While I myself have never attended a single Notting Hill Carnival in my life, I have known many people who have, and they have often told me the same old stories after every single celebration – armies of police officers all along the roads, massive crowds of people getting progressively unruly and violent as the day wears on, and the inevitable sounds of police sirens and screaming as yet more people get stabbed or hacked at by members of local street gangs wielding knives and machetes.
308 arrests were made following the end of the Carnival – 71 for possession of weapons, 57 for the assault of police officers and the other 180 for crimes ranging from sexual assault to various other forms of violence. Eight people were stabbed, one was slashed and another is still in critical condition in hospital.
The violence at this year’s Carnival was so high, photos of attendees and local gang members brandishing knives and machetes, slashing at each other and chasing each other down in the middle of the streets, surrounded by shocked and terrified onlookers, subsequently became the most prominent public images of the Carnival this year. The stark reality is that this is the case with Carnival every single year. Very rarely does a Notting Hill Carnival go by without some form of violent crime taking place at the celebrations.
As many other commentators have stated, if such high levels of violent crime were reported at any other public event, the news would make headlines and there would be frequent reports surrounding the levels of violence and other forms of crime plaguing such an event. However, with Notting Hill Carnival, while these crimes are indeed noticed and taken into consideration by the general public, it is rare that many major news outlets will cover such high levels of crime at the Carnival, due to the nature of the celebration itself – a celebration of Caribbean cultures.
As is always the case with the British Police of today, the maintaining of so-called race relations will always be more important than actually tackling the root of these crimes, which are the individuals and groups from such communities who contribute to some of the highest levels of crime seen in London over the past decade.
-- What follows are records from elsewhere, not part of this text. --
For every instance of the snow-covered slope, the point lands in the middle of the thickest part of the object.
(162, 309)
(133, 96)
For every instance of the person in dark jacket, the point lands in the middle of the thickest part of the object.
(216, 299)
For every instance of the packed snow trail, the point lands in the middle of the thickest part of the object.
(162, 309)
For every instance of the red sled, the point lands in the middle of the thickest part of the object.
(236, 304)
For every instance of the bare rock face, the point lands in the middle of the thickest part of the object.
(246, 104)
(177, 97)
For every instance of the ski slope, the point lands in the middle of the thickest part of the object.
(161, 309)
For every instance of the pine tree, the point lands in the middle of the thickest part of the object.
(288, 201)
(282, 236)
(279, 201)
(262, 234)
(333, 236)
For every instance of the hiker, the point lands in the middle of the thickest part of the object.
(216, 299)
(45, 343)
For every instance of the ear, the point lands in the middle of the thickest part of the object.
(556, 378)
The same is the case with the British media – “good” race relations first, actually addressing the root causes of crime second.
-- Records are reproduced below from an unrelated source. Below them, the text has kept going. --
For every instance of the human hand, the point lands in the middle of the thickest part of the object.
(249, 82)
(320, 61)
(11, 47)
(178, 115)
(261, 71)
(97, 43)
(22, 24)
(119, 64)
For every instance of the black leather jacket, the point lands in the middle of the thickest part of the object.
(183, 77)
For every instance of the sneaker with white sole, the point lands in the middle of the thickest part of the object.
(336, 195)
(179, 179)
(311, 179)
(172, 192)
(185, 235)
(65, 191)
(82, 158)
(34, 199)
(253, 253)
Conservative Party Member of the London Assembly, Susan Hall, stated the following during a session of the Police & Crime Committee:
Problems with crime within the black community is something I have brought up constantly because we need to assist those communities. The problem is [that] the minute we do, we are accused of being racist, or as near as damn being racist.
Ironically, Hall was subsequently accused of being racist with these comments by members of the centre-left Labour Party, who demanded that she revokes her words and apologises for her statement. It is also quite telling that the Labour Party members who criticised Hall for her comments were also totally silent regarding the high levels of crime and violence which took place at the Notting Hill Carnival this year and every other previous year that it had taken place. Once again, so-called “good” race relations seem to be more important than actually addressing the root causes of violent crime at the Carnival.
Police officers who were deployed at the Carnival this year reported countless cases of violence directed at them personally. Due to the high levels of violence directed at police officers, many members of the Police Force feel genuinely fearful of having to be deployed to attend the Carnival, knowing the very high risks involved. It should be pointed out as well that Notting Hill Carnival is the single most expensive one-day policing operation in the UK, costing almost £10 million per year.
According to former British Army officer Ben Obese-Jecty, writing for The Telegraph newspaper:
Yes, the Carnival is a celebration of Caribbean culture, but that isn’t what is being criticised. Criticism of an event that is marred by serious violence every single year isn’t a contentious point. Suggesting that eight people being stabbed in one small area on a single day is unacceptable isn’t racist.
According to many Labour Party MPs, left-wingers and liberals, apparently, it is quite racist indeed.